Par OLIVIER MOUEBARA -

Quelques congolais égarés qui se déclarent de l’association des congolais de Rennes (ACOR), sans orgueil et corrompus, manipulés par un certain Faustin Lessouba, apportent de l’eau au moulin à la pérennisation de la dictature au Congo.

Fidèle à ses recettes réchauffées qui lui réussissent tant, le dictateur Sassou-Nguesso vient de financer une conférence-débat qui aura lieu le samedi 3 mai 2014 à la maison internationale de Rennes(MIR).

Sous le thème « la République du Congo face aux mutations du XXIè siècle: quelles perspectives de développement? », ces nervis corrompus pensent détourner l’attention des congolais avec une conférence-débat sans intérêt.

Souvenons-nous. Avant son pogrom de 1997, le dictateur Sassou-Nguesso avait organisé ce genre de débats à Paris. La suite, nous la connaissons tous. Un coup d’Etat sanglant et des milliers de morts que ce tyran infâme porte sur sa « conscience » s’il en a une.

Aujourd’hui, cette manipulation, relayée par des compatriotes à la remorque du dictateur Sassou-Nguesso n’a qu’un dessein: lui permettre de faire modifier les articles constitutionnels qui lui permettront de se maintenir au pouvoir.
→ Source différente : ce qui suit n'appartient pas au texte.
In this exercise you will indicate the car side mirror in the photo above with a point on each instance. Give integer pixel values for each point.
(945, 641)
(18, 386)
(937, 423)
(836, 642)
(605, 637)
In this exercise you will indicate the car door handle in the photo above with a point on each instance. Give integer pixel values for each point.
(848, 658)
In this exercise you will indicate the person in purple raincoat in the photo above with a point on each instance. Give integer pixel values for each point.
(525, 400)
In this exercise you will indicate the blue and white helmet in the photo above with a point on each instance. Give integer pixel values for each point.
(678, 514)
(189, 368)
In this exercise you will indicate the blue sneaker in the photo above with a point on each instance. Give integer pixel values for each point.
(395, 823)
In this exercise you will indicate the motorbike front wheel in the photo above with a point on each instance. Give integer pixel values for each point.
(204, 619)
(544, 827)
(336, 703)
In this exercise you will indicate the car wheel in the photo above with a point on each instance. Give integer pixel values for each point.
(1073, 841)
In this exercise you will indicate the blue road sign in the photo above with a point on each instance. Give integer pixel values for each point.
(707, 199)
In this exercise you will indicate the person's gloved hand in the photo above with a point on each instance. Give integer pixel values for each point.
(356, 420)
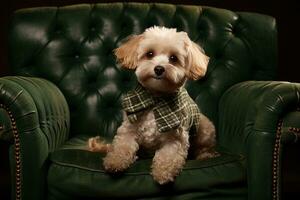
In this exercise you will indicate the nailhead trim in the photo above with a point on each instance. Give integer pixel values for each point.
(17, 152)
(276, 152)
(294, 130)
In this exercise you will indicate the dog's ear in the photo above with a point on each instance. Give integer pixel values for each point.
(197, 61)
(127, 53)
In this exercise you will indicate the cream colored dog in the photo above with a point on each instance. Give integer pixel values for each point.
(163, 59)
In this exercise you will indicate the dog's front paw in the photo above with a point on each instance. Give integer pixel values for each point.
(116, 162)
(162, 176)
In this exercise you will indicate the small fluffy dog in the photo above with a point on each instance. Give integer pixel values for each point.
(159, 114)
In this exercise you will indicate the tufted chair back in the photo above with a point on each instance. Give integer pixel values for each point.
(72, 47)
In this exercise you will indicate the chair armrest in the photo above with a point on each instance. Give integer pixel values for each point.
(34, 116)
(250, 123)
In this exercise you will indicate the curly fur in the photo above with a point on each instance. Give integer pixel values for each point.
(171, 148)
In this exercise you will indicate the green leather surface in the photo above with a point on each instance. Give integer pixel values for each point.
(290, 123)
(72, 47)
(78, 172)
(250, 112)
(42, 120)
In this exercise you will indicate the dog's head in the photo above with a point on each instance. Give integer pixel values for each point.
(162, 58)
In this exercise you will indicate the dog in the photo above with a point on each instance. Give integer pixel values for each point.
(163, 60)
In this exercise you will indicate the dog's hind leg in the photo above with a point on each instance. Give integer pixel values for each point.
(170, 158)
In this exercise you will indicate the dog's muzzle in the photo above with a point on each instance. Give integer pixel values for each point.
(159, 70)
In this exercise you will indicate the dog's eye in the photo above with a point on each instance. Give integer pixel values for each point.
(149, 54)
(173, 59)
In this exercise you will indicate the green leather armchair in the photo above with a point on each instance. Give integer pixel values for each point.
(66, 86)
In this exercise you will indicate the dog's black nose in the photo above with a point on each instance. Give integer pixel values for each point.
(159, 70)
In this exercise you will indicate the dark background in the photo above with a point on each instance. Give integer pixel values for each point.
(287, 16)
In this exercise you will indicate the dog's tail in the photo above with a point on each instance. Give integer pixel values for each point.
(98, 144)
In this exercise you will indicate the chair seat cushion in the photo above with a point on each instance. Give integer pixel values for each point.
(77, 171)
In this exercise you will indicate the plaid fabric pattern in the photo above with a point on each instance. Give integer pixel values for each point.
(170, 111)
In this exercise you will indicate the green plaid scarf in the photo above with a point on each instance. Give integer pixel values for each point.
(170, 111)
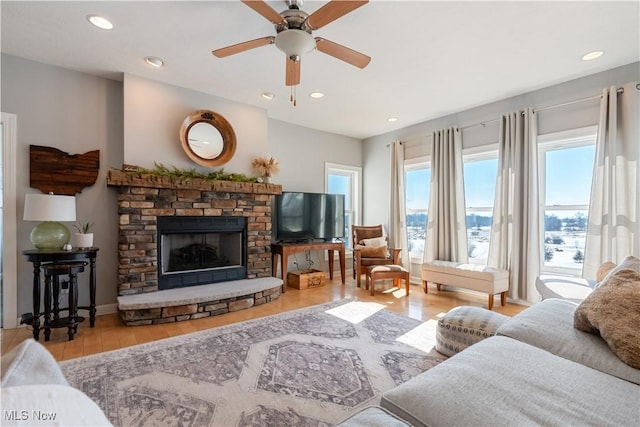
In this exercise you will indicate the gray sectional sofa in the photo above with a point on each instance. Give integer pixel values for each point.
(537, 370)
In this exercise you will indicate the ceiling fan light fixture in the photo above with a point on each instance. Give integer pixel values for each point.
(295, 43)
(154, 61)
(100, 22)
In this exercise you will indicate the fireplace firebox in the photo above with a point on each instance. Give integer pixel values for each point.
(201, 250)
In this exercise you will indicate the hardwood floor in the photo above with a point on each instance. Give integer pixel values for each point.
(110, 333)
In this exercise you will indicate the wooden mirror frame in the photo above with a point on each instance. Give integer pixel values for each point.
(221, 124)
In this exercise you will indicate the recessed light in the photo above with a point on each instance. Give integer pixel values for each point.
(154, 61)
(592, 55)
(100, 22)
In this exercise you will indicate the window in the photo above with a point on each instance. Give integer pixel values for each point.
(566, 163)
(342, 179)
(480, 173)
(417, 184)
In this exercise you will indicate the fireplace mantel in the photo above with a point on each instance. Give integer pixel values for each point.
(116, 178)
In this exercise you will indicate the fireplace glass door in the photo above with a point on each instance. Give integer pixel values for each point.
(198, 251)
(201, 250)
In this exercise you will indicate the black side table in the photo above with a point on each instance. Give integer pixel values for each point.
(38, 258)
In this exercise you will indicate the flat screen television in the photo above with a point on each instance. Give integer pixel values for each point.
(309, 216)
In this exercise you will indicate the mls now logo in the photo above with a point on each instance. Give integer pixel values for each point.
(15, 415)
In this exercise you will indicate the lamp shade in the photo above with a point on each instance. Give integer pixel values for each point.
(49, 207)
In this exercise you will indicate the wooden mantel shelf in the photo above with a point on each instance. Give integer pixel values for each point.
(116, 178)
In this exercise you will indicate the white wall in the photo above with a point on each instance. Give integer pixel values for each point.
(137, 122)
(417, 137)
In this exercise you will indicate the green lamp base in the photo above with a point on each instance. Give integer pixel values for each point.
(50, 235)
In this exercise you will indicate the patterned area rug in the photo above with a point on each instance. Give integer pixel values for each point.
(309, 367)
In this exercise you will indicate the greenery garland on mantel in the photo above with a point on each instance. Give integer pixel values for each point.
(191, 174)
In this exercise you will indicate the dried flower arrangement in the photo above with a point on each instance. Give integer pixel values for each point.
(265, 166)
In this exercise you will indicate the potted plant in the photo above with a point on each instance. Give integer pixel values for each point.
(84, 237)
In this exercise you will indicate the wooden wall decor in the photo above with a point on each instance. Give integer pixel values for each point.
(57, 172)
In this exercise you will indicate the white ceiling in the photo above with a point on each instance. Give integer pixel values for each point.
(429, 58)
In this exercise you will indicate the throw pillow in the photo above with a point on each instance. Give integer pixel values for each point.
(629, 262)
(376, 241)
(372, 251)
(613, 311)
(603, 270)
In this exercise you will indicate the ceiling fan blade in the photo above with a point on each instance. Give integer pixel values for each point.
(265, 10)
(241, 47)
(332, 11)
(343, 53)
(293, 73)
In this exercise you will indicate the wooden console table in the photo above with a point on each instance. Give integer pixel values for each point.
(38, 258)
(286, 249)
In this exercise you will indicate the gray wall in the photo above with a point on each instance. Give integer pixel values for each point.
(137, 122)
(76, 113)
(153, 113)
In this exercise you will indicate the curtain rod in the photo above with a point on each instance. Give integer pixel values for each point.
(548, 107)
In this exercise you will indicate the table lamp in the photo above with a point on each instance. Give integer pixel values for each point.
(50, 208)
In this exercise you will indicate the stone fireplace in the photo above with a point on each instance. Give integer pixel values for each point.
(175, 235)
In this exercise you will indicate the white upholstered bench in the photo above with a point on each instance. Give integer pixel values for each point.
(467, 276)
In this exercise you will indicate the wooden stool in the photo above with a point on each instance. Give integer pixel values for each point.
(395, 272)
(52, 273)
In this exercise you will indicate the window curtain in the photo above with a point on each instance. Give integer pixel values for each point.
(515, 232)
(446, 237)
(613, 231)
(397, 210)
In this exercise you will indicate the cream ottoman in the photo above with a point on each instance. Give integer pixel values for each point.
(463, 326)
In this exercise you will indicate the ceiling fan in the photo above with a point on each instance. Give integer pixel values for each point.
(293, 35)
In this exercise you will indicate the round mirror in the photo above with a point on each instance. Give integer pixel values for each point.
(208, 138)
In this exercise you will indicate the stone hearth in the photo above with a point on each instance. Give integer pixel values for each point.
(143, 198)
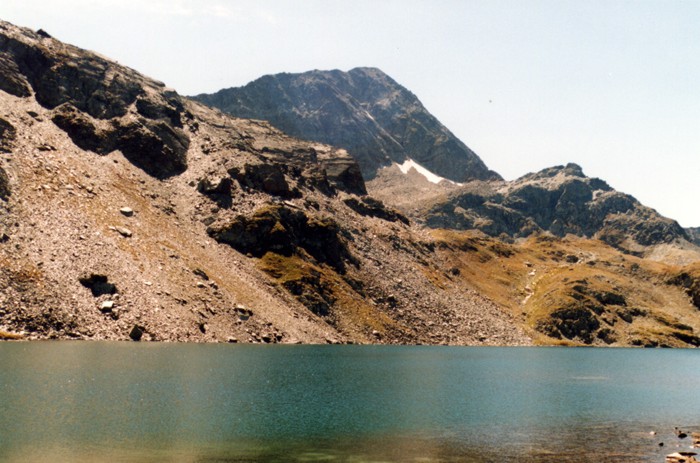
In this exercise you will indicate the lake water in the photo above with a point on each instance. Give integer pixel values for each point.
(141, 402)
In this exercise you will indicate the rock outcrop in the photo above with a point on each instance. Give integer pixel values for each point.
(102, 106)
(129, 212)
(364, 111)
(559, 200)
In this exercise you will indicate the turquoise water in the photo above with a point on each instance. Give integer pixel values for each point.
(141, 402)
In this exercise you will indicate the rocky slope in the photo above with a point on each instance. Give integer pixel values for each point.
(129, 212)
(382, 125)
(559, 200)
(364, 111)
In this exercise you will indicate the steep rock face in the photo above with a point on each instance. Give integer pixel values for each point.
(560, 200)
(363, 110)
(101, 105)
(128, 212)
(694, 234)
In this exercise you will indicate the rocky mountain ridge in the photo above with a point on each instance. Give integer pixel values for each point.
(363, 111)
(560, 200)
(143, 215)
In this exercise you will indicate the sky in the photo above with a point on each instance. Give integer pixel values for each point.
(611, 85)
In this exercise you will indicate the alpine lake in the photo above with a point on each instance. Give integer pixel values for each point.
(151, 402)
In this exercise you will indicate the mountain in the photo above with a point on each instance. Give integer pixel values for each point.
(560, 200)
(130, 212)
(694, 234)
(363, 111)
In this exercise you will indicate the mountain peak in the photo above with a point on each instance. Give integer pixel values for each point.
(364, 111)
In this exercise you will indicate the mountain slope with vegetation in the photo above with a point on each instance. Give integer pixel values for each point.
(130, 212)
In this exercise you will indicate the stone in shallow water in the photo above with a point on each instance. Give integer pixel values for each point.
(136, 333)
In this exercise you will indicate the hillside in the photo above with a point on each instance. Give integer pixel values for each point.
(130, 212)
(363, 111)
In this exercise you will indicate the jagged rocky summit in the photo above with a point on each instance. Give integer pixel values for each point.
(382, 124)
(363, 111)
(130, 212)
(560, 200)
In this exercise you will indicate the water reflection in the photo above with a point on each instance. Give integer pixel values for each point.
(209, 403)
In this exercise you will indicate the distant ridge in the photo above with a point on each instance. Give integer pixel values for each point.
(364, 111)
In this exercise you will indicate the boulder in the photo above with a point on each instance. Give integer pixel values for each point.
(8, 133)
(283, 230)
(136, 333)
(218, 190)
(97, 283)
(268, 178)
(371, 207)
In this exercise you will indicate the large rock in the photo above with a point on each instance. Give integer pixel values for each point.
(560, 200)
(7, 135)
(4, 184)
(285, 231)
(11, 80)
(364, 111)
(101, 105)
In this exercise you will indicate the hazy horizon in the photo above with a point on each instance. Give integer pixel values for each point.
(608, 85)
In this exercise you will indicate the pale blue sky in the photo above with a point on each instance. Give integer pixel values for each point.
(610, 85)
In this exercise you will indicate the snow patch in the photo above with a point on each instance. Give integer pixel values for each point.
(431, 177)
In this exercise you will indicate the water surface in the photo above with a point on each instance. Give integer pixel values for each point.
(141, 402)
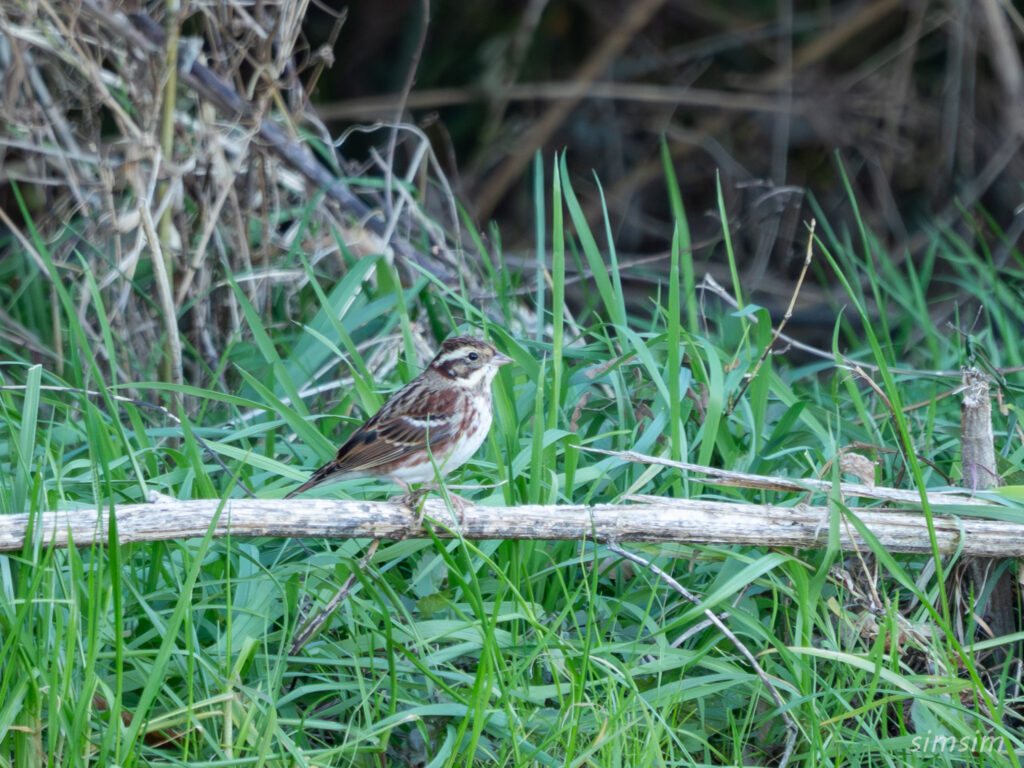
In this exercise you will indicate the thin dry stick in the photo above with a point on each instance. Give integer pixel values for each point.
(781, 325)
(791, 725)
(321, 619)
(164, 294)
(635, 18)
(731, 478)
Il n’y a pas de perspectives de développement possible dans une dictature. Aucun investissement n’est possible dans un pays qui foule aux pieds les règles élémentaires de sécurité juridique. Homme du passé, le dictateur Sassou-Nguesso n’est guère intéressé par le développement du Congo.

Sassou-Nguesso freine sciemment toutes perspectives de développement du Congo sur tous les plans: constitutionnel, politique, économique et social.

Au Congo, seule la famille du dictateur a voie aux chapitres. Obtus, le dictateur Sassou-Nguesso n’écoute que ses féticheurs et ses courtisans. Or quand on gouverne, il faut écouter.

Au Congo, le pouvoir sanguinaire de Sassou-Nguesso est fermé à toute discussion, critique et à tout dialogue avec les forces vives. Le bâillonnement idéel empêche systématiquement tout sens de discernement, tout esprit de contradiction d’où peut sortir la vérité pour la réalisation du développement économique et social.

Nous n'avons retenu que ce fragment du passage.